Dolly Parton removes herself from the Rock & Roll Hall of Fame nominations
Country music legend Dolly Parton announced Monday she is bowing out of this year's nominations for the Rock & Roll Hall of Fame.
In a statement posted to her social media accounts, the award-winning singer said that while she was grateful to be nominated for this year's class, she didn't think she'd "earned that right."
"I really do not want votes to be split because of me, so I must respectfully bow out," Parton said in her statement. "I do hope that the Rock & Roll Hall of Fame will understand and be willing to consider me again — if I'm ever worthy."

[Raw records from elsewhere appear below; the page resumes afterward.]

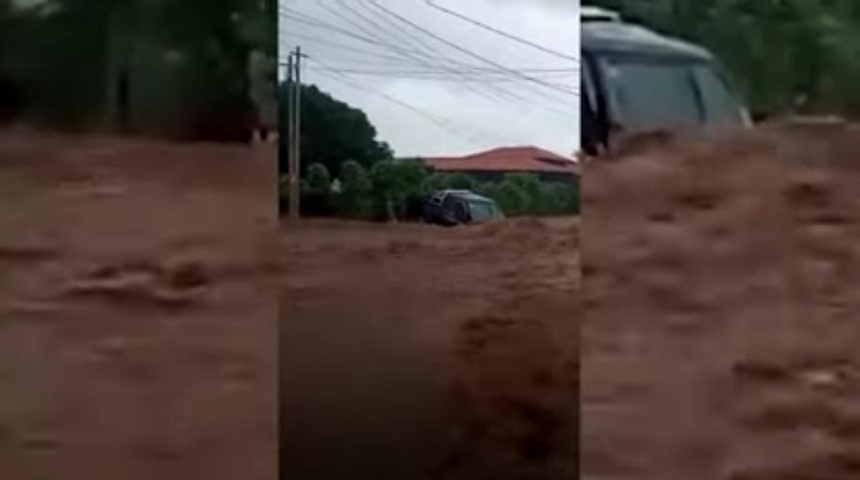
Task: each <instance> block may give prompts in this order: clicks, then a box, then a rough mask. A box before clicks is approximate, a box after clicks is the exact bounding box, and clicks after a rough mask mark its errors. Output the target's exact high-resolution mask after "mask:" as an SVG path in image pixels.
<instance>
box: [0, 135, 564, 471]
mask: <svg viewBox="0 0 860 480" xmlns="http://www.w3.org/2000/svg"><path fill="white" fill-rule="evenodd" d="M275 163H276V162H275V161H274V149H273V148H272V147H271V146H266V147H262V146H261V147H256V148H255V149H249V148H246V147H224V146H216V145H197V146H182V145H175V144H168V143H160V142H151V141H144V140H128V139H123V140H120V139H115V138H96V137H64V136H55V135H45V134H35V133H26V132H14V133H13V132H5V133H2V134H0V330H2V331H0V384H2V385H3V390H2V394H0V472H2V473H3V475H2V476H3V478H14V479H34V480H35V479H38V480H41V479H54V478H64V479H69V480H76V479H87V480H90V479H93V480H100V479H108V478H110V479H114V478H124V479H125V478H127V479H131V480H134V479H153V478H163V479H166V480H169V479H191V478H207V479H225V480H227V479H229V480H233V479H237V478H243V479H273V478H277V471H278V470H277V458H276V455H277V453H278V451H277V448H278V447H277V444H278V442H279V441H280V445H281V453H282V454H283V456H284V457H283V465H282V467H283V468H282V473H283V474H284V475H283V476H282V477H281V478H289V479H290V480H302V479H311V478H324V479H327V480H328V479H334V478H391V479H398V480H408V479H410V478H420V479H424V478H468V479H494V480H505V479H508V478H510V479H522V478H534V479H556V478H558V479H561V478H572V476H573V474H574V472H575V464H574V460H575V459H574V453H575V437H576V433H575V432H576V423H575V421H576V408H575V405H576V390H575V387H576V375H577V368H576V357H577V352H576V345H577V323H576V322H577V315H576V308H577V296H576V290H577V288H578V257H577V255H576V252H577V249H578V240H577V225H576V223H575V221H573V220H563V219H561V220H546V221H536V220H522V221H511V222H505V223H501V224H497V225H487V226H483V227H478V228H467V229H444V228H435V227H422V226H417V225H379V224H362V223H350V222H307V223H304V224H302V225H301V226H298V227H293V226H282V227H280V229H279V227H278V226H277V224H276V220H275V207H276V199H275V189H276V186H275V173H274V168H275ZM279 308H280V315H279V313H278V309H279ZM278 319H280V325H278ZM279 328H280V336H279V334H278V329H279ZM279 339H280V342H281V343H282V344H281V346H280V364H279V361H278V360H279V358H278V356H279V348H278V347H279V346H278V341H279ZM279 375H280V379H282V380H283V383H282V388H281V390H280V396H281V400H282V405H281V406H282V407H283V409H282V411H281V413H280V418H281V420H282V421H283V427H284V430H283V432H282V433H281V435H280V440H279V439H278V432H277V428H278V422H277V419H278V405H277V395H278V390H277V386H276V385H277V383H278V380H279Z"/></svg>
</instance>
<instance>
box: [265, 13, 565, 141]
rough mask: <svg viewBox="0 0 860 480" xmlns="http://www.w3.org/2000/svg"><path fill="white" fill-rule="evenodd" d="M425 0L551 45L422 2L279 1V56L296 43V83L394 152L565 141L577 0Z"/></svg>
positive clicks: (282, 59) (474, 18)
mask: <svg viewBox="0 0 860 480" xmlns="http://www.w3.org/2000/svg"><path fill="white" fill-rule="evenodd" d="M374 2H376V4H378V5H380V6H381V7H383V8H385V9H389V10H390V11H391V12H393V14H394V15H392V14H388V13H385V12H384V11H383V10H382V9H380V8H379V7H377V6H376V5H375V4H374ZM433 3H435V4H436V5H438V6H440V7H444V8H446V9H449V10H451V11H453V12H455V13H457V14H459V15H462V16H465V17H468V18H470V19H473V20H476V21H480V22H481V23H483V24H486V25H489V26H491V27H493V28H495V29H497V30H500V31H503V32H506V33H508V34H511V35H514V36H516V37H519V38H522V39H526V40H528V41H530V42H532V43H535V44H538V45H540V46H543V47H545V48H546V49H548V50H552V51H553V52H556V54H553V53H548V52H544V51H542V50H540V49H538V48H534V47H531V46H527V45H524V44H521V43H518V42H516V41H514V40H510V39H507V38H505V37H504V36H502V35H500V34H498V33H494V32H491V31H489V30H486V29H484V28H481V27H478V26H475V25H473V24H470V23H469V22H468V21H465V20H462V19H460V18H457V17H456V16H453V15H451V14H449V13H445V12H442V11H440V10H437V9H434V8H433V7H432V6H430V5H428V4H426V3H425V0H281V9H280V28H279V30H280V52H281V57H282V61H285V60H286V52H287V51H289V50H291V49H293V48H294V47H295V46H296V45H300V46H301V47H302V50H303V52H304V53H306V54H307V55H308V56H309V58H307V59H305V60H303V62H304V63H303V68H302V80H303V82H304V83H312V84H316V85H317V86H319V87H320V88H321V89H322V90H324V91H326V92H328V93H330V94H331V95H333V96H334V97H335V98H338V99H340V100H342V101H345V102H346V103H348V104H350V105H352V106H354V107H357V108H360V109H362V110H364V112H365V113H367V115H368V117H369V118H370V121H371V122H372V123H373V124H374V126H375V127H376V129H377V131H378V135H379V139H380V140H383V141H386V142H388V143H389V144H390V145H391V146H392V147H393V148H394V150H395V153H396V154H397V155H399V156H432V155H462V154H468V153H474V152H476V151H480V150H484V149H488V148H495V147H500V146H518V145H535V146H538V147H541V148H545V149H548V150H551V151H554V152H557V153H559V154H563V155H570V154H572V153H573V152H574V151H575V150H577V149H578V146H579V133H578V132H579V98H578V96H577V92H578V90H579V81H578V78H579V76H578V73H577V71H578V67H579V65H578V61H577V60H578V58H579V0H469V1H457V0H434V2H433ZM395 15H396V16H399V17H402V18H397V17H396V16H395ZM410 22H411V23H412V24H414V25H410ZM420 29H425V30H427V31H428V32H430V33H431V34H434V35H436V36H438V37H439V38H441V39H443V41H440V40H438V39H434V38H433V37H432V36H430V35H428V34H426V33H424V32H422V31H421V30H420ZM445 42H450V43H451V44H453V46H452V45H448V44H446V43H445ZM566 57H573V58H566ZM403 104H405V105H403Z"/></svg>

NPR reached out to the Rock & Roll Hall of Fame for comment, but has not received a response.
The 76-year-old singer, who was the only country artist on this year's ballot, was among several first-timers in this year's class of nominees — which also included rapper Eminem, hip-hop group A Tribe Called Quest and legendary singer, songwriter and producer Lionel Richie.
Parton said that her Hall of Fame nomination has inspired her to "a hopefully great rock 'n' roll album at some point in the future," and that her husband, Carl Dean, "has always encouraged me to do one."
"I wish all of the nominees good luck and thank you again for the compliment. Rock on!" Parton wrote.
Parton is one of the few individuals who has been nominated for the four awards that make up the "EGOT" — an Emmy, Grammy, Oscar and Tony, according to the museum. She has received 11 Grammy awards and 50 Grammy nominations, including the Lifetime Achievement Award, along with 10 Country Music Association Awards.
To be eligible for nomination into the Rock & Roll Hall of Fame, artists or bands must have released their first commercial recording by 1996. Music fans will be able to vote for their favorite musicians online, and the votes will be tallied alongside ballots submitted by more than a thousand artists, historians and music industry members worldwide.
Country artists have been included in past hall of fame classes, including Johnny Cash, Hank Williams, Brenda Lee and Chet Atkins.
The Rock & Roll Hall of Fame will announce this year's 2022 class in May, and it formally will be inducted in the fall, according to its website.